Dans la troisième partie, nous en apprenons plus sur l’implantation du SAC et de ses différentes officines dans le monde du travail. Collombat et Davodeau sont reçus à Poissy par d’anciens syndicalistes de l’automobile. L’usine était truffée de mouchards et de nervis à la solde des patrons. Dissuasion musclée pour empêcher les ouvriers d’adhérer à un syndicat, menaces verbales et physiques, agressions, coups tordus, tout est bon pour discréditer et empêcher d’agir les ouvriers trop revendicatifs. Les distributions de tracts sont à haut risque. Malheureusement, cette situation renforce aussi les syndicalistes, en particulier CGT, dans le sentiment d’être dans une forteresse assiégée et alimente leur sectarisme. Les militants trotskistes qui ont essayé de s’implanter dans ces bastions en ont aussi fait les frais. C’est un chapitre particulièrement intéressant au moment où le discrédit des syndicats, même s’il a pris d’autres formes, en particulier à travers les attaques des médias dominants est tout aussi vivace.

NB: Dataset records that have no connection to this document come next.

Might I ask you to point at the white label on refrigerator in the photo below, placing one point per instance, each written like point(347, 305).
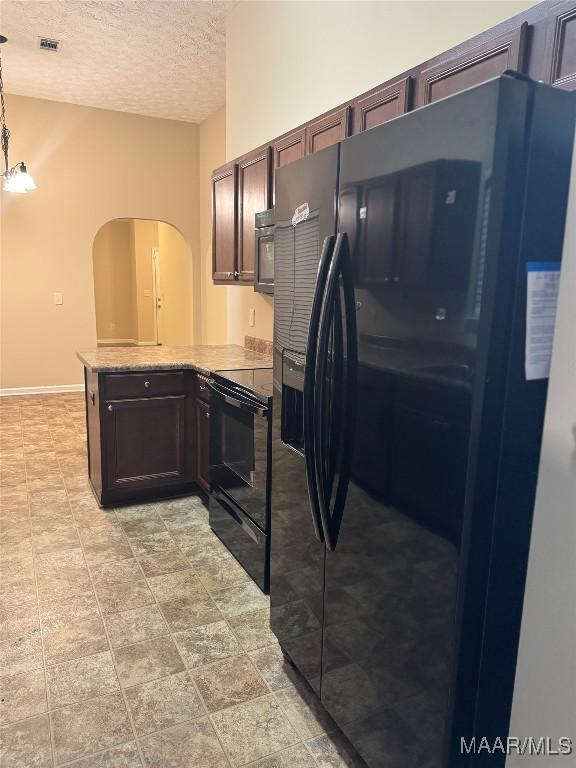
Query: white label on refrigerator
point(300, 214)
point(542, 297)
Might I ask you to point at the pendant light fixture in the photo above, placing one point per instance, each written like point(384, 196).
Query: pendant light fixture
point(17, 178)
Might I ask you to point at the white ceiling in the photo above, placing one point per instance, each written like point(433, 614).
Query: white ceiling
point(164, 58)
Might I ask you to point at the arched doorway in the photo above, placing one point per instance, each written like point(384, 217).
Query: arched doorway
point(142, 284)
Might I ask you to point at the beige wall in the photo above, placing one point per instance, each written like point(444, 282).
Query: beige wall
point(545, 690)
point(175, 280)
point(214, 297)
point(124, 283)
point(145, 238)
point(289, 61)
point(91, 166)
point(114, 290)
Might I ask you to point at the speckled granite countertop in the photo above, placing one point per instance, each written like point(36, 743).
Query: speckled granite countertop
point(203, 358)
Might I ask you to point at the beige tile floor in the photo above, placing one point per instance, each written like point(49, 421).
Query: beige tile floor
point(131, 637)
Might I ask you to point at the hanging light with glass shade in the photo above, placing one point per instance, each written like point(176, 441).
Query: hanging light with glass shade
point(16, 178)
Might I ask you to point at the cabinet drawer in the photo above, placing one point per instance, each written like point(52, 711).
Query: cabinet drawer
point(120, 385)
point(202, 388)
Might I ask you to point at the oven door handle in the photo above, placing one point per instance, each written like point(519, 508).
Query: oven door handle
point(236, 400)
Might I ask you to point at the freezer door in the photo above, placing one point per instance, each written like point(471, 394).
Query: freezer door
point(305, 222)
point(415, 206)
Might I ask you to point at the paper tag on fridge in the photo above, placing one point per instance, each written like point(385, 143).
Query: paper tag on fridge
point(541, 300)
point(300, 214)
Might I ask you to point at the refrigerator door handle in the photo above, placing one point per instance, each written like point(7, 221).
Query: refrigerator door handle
point(340, 275)
point(310, 384)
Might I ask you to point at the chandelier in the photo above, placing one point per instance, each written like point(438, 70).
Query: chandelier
point(16, 178)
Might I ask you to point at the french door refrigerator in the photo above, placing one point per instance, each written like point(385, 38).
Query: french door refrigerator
point(407, 417)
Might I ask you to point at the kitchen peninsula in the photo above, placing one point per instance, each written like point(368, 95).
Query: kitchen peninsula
point(147, 416)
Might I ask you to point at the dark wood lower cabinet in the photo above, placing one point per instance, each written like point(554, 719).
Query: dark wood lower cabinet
point(145, 447)
point(203, 443)
point(145, 442)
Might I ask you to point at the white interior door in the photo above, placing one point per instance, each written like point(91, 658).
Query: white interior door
point(158, 299)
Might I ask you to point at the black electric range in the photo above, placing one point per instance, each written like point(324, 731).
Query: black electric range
point(240, 466)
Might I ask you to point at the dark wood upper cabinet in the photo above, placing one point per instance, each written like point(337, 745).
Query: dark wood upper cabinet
point(328, 130)
point(561, 54)
point(290, 148)
point(382, 104)
point(472, 67)
point(254, 172)
point(224, 222)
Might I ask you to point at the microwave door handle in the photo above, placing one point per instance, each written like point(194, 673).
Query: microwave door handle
point(310, 404)
point(236, 400)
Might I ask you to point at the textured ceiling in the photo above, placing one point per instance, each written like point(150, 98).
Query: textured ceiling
point(164, 58)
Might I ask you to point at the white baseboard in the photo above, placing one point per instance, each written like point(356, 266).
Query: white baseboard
point(55, 389)
point(116, 342)
point(125, 342)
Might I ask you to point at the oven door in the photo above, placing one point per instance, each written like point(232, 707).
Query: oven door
point(239, 449)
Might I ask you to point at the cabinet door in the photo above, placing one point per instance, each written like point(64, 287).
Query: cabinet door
point(328, 130)
point(383, 104)
point(203, 444)
point(561, 53)
point(290, 148)
point(224, 223)
point(481, 63)
point(253, 197)
point(144, 443)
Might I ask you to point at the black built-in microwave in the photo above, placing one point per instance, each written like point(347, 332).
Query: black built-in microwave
point(264, 256)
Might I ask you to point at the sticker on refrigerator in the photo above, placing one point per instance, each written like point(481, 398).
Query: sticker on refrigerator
point(300, 214)
point(541, 300)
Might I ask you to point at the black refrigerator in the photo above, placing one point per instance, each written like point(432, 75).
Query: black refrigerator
point(407, 422)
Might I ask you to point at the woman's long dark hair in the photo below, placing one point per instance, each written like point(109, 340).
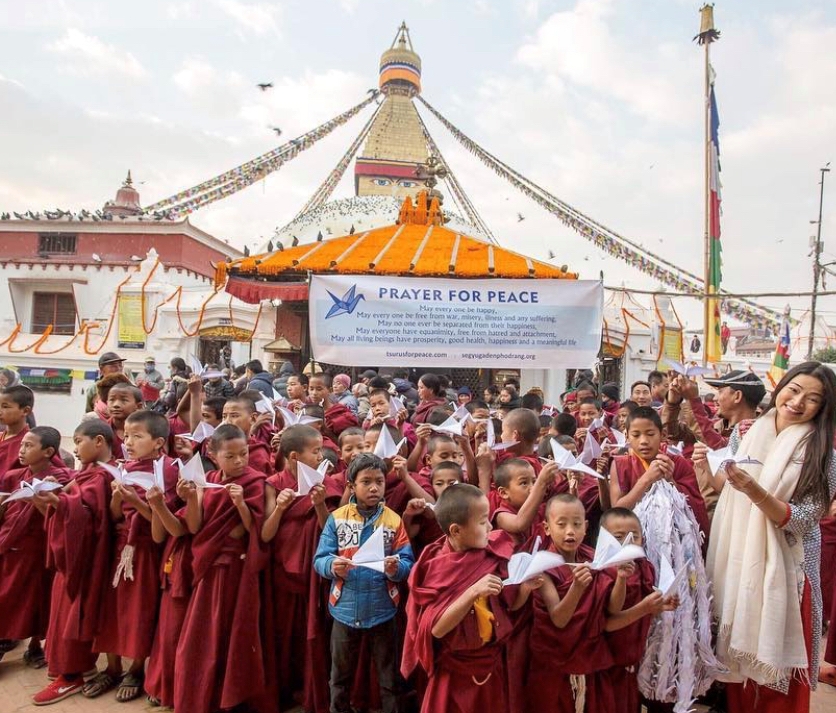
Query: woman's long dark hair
point(433, 383)
point(819, 452)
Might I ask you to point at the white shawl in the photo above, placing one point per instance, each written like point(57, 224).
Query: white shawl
point(757, 574)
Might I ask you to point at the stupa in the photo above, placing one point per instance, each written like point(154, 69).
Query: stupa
point(396, 160)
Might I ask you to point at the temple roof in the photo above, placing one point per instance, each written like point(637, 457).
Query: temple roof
point(417, 245)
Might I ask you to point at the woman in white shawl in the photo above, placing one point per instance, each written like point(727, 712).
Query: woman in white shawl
point(765, 546)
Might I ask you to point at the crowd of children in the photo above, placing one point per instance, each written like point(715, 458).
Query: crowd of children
point(256, 554)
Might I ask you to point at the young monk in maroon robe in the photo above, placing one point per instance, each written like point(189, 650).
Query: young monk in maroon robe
point(297, 659)
point(521, 511)
point(241, 411)
point(633, 475)
point(419, 520)
point(169, 529)
point(458, 614)
point(567, 640)
point(220, 656)
point(626, 631)
point(401, 485)
point(16, 403)
point(24, 579)
point(129, 609)
point(337, 417)
point(78, 539)
point(122, 400)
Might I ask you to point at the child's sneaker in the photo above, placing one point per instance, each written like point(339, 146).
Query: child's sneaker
point(58, 690)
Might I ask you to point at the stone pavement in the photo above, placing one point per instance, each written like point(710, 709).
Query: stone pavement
point(18, 683)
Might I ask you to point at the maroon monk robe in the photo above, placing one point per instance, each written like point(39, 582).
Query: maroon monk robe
point(578, 649)
point(24, 579)
point(627, 645)
point(79, 541)
point(630, 468)
point(297, 616)
point(129, 607)
point(397, 494)
point(338, 417)
point(424, 409)
point(176, 584)
point(465, 673)
point(10, 451)
point(219, 657)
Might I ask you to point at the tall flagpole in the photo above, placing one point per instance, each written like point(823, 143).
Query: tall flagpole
point(706, 36)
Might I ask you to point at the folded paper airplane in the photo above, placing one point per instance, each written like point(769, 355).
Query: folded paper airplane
point(669, 581)
point(193, 472)
point(524, 566)
point(689, 371)
point(386, 446)
point(28, 490)
point(203, 371)
point(308, 477)
point(718, 459)
point(566, 461)
point(201, 433)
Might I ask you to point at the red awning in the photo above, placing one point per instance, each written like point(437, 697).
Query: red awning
point(252, 291)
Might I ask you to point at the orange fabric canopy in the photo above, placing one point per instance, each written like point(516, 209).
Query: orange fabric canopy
point(419, 245)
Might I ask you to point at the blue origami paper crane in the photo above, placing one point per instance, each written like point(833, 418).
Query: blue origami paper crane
point(345, 304)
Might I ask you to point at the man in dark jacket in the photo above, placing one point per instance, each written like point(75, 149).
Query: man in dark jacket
point(280, 382)
point(258, 379)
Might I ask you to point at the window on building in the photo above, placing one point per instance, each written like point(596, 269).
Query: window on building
point(57, 243)
point(55, 308)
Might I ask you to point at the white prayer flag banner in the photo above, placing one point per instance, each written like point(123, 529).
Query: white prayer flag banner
point(412, 321)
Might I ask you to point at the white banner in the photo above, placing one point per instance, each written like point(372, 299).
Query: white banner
point(412, 321)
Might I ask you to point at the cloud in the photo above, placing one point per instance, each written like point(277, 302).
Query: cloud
point(87, 55)
point(579, 47)
point(252, 18)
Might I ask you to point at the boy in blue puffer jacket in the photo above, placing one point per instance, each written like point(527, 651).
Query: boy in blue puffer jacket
point(363, 599)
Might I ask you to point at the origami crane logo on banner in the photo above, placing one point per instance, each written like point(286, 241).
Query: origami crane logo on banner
point(345, 304)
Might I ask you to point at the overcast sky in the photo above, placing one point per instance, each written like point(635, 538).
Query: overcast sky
point(600, 101)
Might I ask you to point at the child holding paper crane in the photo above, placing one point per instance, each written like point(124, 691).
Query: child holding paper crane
point(364, 550)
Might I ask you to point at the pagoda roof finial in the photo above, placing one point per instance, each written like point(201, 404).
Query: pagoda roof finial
point(402, 38)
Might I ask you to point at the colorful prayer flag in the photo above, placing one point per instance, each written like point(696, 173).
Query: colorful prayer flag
point(714, 347)
point(781, 359)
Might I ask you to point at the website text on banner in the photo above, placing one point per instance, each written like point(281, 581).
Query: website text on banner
point(410, 321)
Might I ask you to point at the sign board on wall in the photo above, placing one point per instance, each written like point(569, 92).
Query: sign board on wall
point(131, 332)
point(410, 321)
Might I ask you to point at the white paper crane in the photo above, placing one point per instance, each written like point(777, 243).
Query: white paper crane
point(201, 433)
point(386, 446)
point(718, 459)
point(28, 490)
point(192, 471)
point(611, 553)
point(591, 449)
point(372, 553)
point(451, 426)
point(141, 479)
point(490, 438)
point(668, 580)
point(566, 461)
point(524, 566)
point(688, 371)
point(293, 419)
point(203, 371)
point(308, 478)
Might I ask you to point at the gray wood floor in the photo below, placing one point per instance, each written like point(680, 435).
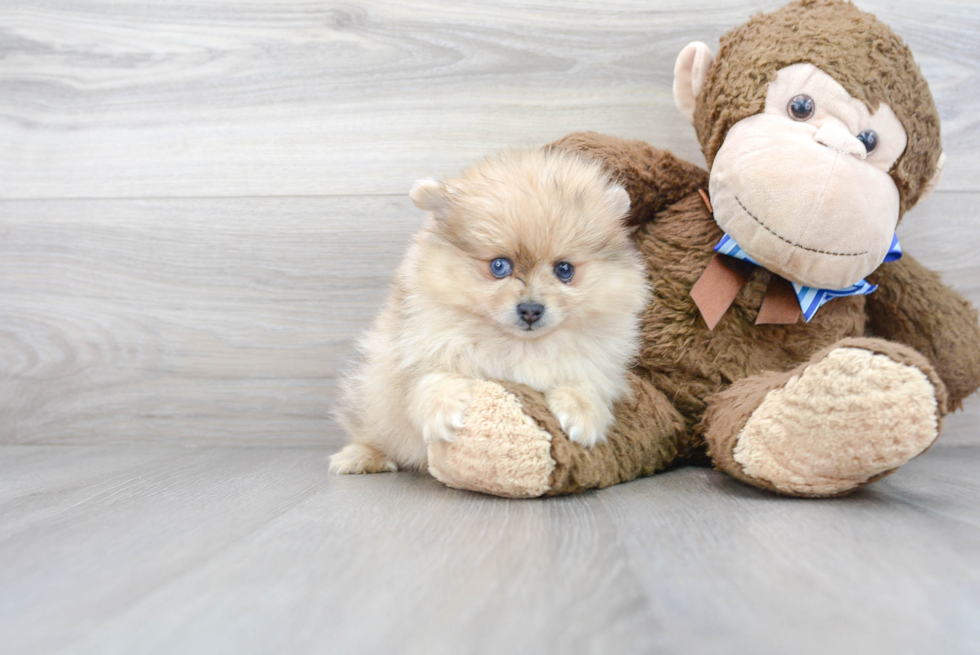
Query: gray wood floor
point(200, 207)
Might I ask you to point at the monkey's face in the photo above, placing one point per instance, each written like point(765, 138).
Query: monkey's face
point(803, 187)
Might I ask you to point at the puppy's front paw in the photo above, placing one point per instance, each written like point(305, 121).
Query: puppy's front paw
point(583, 417)
point(444, 401)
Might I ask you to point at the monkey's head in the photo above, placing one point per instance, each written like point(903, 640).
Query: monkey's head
point(820, 133)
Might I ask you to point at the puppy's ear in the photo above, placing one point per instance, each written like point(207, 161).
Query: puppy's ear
point(430, 196)
point(618, 200)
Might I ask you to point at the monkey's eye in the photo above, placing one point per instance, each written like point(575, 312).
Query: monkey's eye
point(870, 140)
point(501, 267)
point(564, 272)
point(801, 107)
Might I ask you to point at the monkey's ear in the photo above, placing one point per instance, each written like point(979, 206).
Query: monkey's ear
point(690, 71)
point(934, 180)
point(430, 196)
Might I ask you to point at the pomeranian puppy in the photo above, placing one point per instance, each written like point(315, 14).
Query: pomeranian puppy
point(524, 271)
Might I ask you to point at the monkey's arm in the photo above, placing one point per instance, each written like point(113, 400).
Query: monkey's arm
point(654, 178)
point(913, 306)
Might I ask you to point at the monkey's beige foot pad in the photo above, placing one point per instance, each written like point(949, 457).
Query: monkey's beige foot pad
point(847, 419)
point(500, 451)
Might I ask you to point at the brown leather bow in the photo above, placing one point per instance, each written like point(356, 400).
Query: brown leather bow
point(716, 289)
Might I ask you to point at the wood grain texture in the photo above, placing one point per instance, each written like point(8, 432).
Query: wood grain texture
point(210, 321)
point(241, 550)
point(106, 98)
point(187, 320)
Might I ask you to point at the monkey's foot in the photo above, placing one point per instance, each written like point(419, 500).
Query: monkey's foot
point(851, 415)
point(500, 450)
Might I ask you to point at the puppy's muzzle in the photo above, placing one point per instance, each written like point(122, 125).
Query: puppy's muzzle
point(530, 313)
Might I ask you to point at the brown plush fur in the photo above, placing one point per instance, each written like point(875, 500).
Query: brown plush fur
point(914, 307)
point(698, 388)
point(690, 364)
point(853, 47)
point(622, 456)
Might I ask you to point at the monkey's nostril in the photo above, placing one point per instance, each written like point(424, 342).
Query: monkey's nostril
point(530, 312)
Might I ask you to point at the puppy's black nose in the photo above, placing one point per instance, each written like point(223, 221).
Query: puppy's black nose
point(530, 312)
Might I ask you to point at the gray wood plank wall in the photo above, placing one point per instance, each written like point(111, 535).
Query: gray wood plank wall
point(201, 203)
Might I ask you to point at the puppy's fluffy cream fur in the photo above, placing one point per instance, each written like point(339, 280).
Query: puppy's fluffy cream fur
point(450, 321)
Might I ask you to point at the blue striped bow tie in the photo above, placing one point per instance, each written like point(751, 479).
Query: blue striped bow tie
point(811, 299)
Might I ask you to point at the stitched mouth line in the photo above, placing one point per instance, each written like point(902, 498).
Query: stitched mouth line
point(796, 245)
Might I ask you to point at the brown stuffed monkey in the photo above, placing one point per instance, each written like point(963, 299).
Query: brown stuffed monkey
point(788, 339)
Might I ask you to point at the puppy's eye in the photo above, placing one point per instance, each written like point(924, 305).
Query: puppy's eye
point(870, 140)
point(564, 272)
point(801, 107)
point(501, 267)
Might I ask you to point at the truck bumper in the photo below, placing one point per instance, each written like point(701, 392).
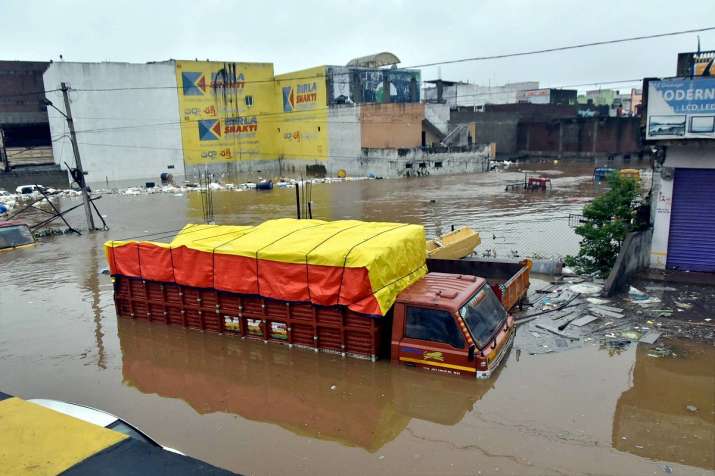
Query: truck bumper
point(494, 364)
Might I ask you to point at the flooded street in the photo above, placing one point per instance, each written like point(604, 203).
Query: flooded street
point(266, 409)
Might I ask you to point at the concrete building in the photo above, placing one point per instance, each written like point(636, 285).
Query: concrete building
point(240, 120)
point(23, 117)
point(126, 117)
point(459, 94)
point(679, 120)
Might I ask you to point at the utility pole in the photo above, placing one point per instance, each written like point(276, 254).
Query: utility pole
point(79, 178)
point(3, 152)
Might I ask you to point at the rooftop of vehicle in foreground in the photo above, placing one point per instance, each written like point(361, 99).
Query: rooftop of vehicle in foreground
point(37, 440)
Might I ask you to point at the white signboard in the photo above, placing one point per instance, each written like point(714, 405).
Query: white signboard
point(681, 109)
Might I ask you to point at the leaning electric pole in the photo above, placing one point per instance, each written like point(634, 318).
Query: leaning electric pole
point(79, 176)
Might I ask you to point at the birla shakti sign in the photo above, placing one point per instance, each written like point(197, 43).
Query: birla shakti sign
point(222, 108)
point(681, 108)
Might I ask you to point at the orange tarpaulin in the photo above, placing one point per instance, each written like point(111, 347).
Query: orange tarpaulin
point(363, 265)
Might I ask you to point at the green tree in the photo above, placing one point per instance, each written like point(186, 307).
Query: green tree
point(607, 220)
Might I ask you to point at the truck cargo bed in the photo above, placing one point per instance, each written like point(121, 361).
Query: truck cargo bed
point(509, 280)
point(334, 329)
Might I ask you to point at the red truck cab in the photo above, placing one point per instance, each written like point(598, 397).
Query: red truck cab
point(452, 323)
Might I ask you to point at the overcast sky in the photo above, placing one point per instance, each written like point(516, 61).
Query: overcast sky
point(303, 33)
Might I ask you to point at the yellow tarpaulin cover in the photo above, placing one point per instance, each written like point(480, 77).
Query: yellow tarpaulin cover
point(363, 265)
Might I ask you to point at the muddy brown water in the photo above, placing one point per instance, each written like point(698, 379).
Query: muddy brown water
point(266, 409)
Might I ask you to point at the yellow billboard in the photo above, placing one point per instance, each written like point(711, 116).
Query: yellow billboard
point(301, 121)
point(222, 107)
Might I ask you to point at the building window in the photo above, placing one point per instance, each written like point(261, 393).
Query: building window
point(433, 325)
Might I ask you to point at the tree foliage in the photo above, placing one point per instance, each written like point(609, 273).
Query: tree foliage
point(607, 220)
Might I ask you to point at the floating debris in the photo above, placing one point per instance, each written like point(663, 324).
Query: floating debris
point(650, 337)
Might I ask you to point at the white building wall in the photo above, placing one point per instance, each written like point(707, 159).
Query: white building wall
point(344, 146)
point(438, 115)
point(689, 155)
point(129, 134)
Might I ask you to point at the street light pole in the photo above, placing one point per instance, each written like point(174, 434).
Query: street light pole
point(78, 162)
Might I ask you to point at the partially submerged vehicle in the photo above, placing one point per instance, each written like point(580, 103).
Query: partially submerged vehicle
point(15, 234)
point(348, 287)
point(455, 244)
point(99, 418)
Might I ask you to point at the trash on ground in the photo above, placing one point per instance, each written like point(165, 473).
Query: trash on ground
point(605, 312)
point(639, 297)
point(609, 308)
point(582, 321)
point(633, 335)
point(650, 337)
point(556, 331)
point(659, 352)
point(586, 288)
point(660, 288)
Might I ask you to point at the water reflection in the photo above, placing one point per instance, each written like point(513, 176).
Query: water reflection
point(652, 419)
point(510, 223)
point(90, 283)
point(353, 402)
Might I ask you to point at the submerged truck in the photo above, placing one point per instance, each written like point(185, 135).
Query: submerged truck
point(354, 288)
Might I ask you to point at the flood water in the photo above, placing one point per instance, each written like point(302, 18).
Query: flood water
point(265, 409)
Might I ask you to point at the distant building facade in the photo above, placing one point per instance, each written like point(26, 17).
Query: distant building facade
point(23, 116)
point(459, 94)
point(136, 121)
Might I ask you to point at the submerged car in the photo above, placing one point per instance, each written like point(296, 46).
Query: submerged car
point(100, 418)
point(15, 234)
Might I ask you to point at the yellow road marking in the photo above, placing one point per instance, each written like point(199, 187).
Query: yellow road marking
point(438, 364)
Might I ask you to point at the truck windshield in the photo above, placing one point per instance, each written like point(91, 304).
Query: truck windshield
point(483, 314)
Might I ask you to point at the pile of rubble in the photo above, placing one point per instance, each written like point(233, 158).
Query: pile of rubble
point(570, 313)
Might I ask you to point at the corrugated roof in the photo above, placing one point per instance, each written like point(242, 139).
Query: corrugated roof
point(375, 61)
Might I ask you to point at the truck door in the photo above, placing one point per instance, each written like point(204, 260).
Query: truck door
point(433, 339)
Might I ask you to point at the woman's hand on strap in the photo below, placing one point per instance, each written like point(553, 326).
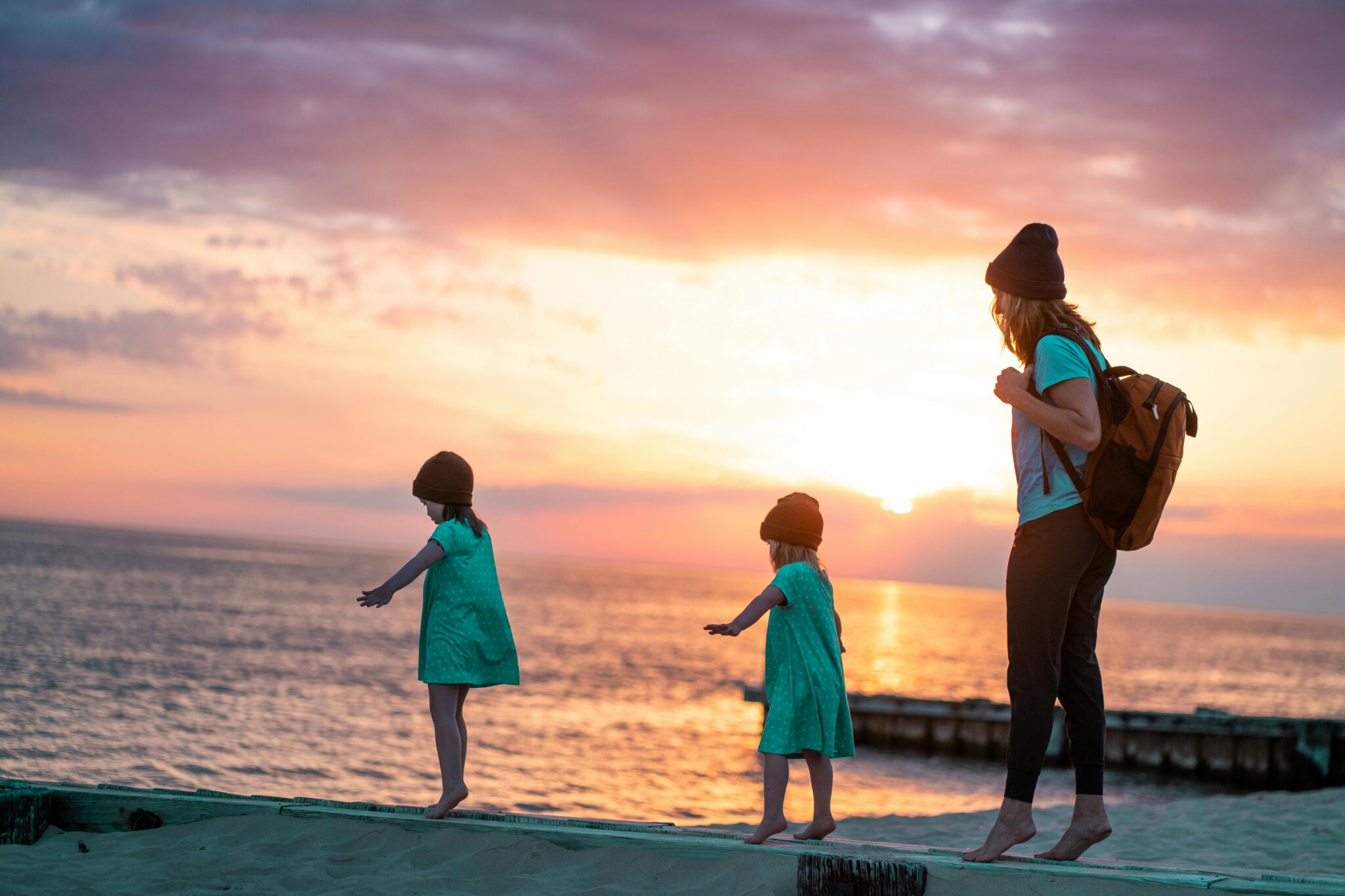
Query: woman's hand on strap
point(1013, 385)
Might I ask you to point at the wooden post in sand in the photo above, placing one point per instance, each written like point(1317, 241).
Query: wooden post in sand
point(24, 813)
point(857, 876)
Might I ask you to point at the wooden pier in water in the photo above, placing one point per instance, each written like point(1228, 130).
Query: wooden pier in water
point(1255, 752)
point(829, 868)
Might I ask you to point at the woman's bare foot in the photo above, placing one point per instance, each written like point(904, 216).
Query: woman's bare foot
point(820, 828)
point(1087, 828)
point(447, 802)
point(1013, 826)
point(767, 828)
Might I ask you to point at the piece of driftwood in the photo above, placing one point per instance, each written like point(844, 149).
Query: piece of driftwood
point(857, 876)
point(24, 813)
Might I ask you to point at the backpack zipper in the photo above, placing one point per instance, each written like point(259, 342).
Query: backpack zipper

Enfin, l’album se clôt par l’évocation de l’affaire Boulin, ce ministre du travail de Giscard retrouvé mort au petit matin dans quelques centimètres d’eau le 30 octobre 1979. L’enquête est confisquée par Bruno Chalret, procureur général qui empêchera toute recherche sérieuse d’indices matériels ainsi qu’une autopsie correcte pour accréditer auprès de la famille et du public la thèse du suicide. Dans Un homme à abattre Benoît Collombat reprend l’enquête dans ses moindres détails. Robert Boulin se savait menacé, en particulier par Jacques Chirac et ses amis à qui il faisait de l’ombre et avait pris contact avec des journalistes. Ce qu’il allait leur dire, on ne le saura jamais, vu qu’on l’a « suicidé » avant, non sans lui avoir asséné quelques coups de matraque auparavant, histoire de calmer ses ardeurs révélatrices. L’assistant parlementaire du suppléant de Boulin à l’Assemblée nationale a eu l’occasion de voir une partie des dossiers du ministre avant qu’ils ne soient irrémédiablement détruits. Comptes en Suisse, Gabon …Toujours l’argent sale et la Françafrique. Lui-même a d’ailleurs failli disparaître dans une agression à son domicile (5 jours de coma, un mois d’hôpital) à la suite d’une interview de Collombat en 2003. Les adversaires ont la mémoire longue et ne désarment pas ! À force d’obstination, la fille de Robert Boulin a tout de même fini par obtenir la réouverture du dossier grâce à un nouveau témoignage. Un autre grand mérite de l’album est de mettre en images ce témoignage crucial... Mais la plupart des anciens protagonistes de l’affaire sont morts, dont l’incontournable Charles Pasqua que les auteurs cherchent – en vain – à rencontrer avant son décès. D’autres gardent jalousement leurs secrets. La nouvelle instruction apportera-t-elle la vérité ? Rien n’est moins sûr tant il y a d’intérêts en jeu.

Sur le fond, le grand mérite du livre de Davodeau et Collombat est de mener l’enquête avec rigueur et précision mais non sans humour et distance sur ce qui constitue à leurs yeux l’ADN même de la 5e République. Même si ces « années de plomb » ont pris d’autres formes qu’en Allemagne et en Italie, sans doute moins tragiques, elles n’en n’ont pas moins constitué une dérive très inquiétante de la vie politique française. Et ses effets se font toujours sentir aujourd’hui.

Sur la forme, le reportage graphique, qu’il se présente sous forme de chroniques comme Les chroniques de Jérusalem de Guy Delisle, de reportages sur le terrain comme les albums de Joe Sacco ou Le photographe d’Emmanuel Guibert, permet à un public large et jeune de comprendre l’histoire récente et d’alimenter une réflexion source, espérons-le, d’action et d’engagement.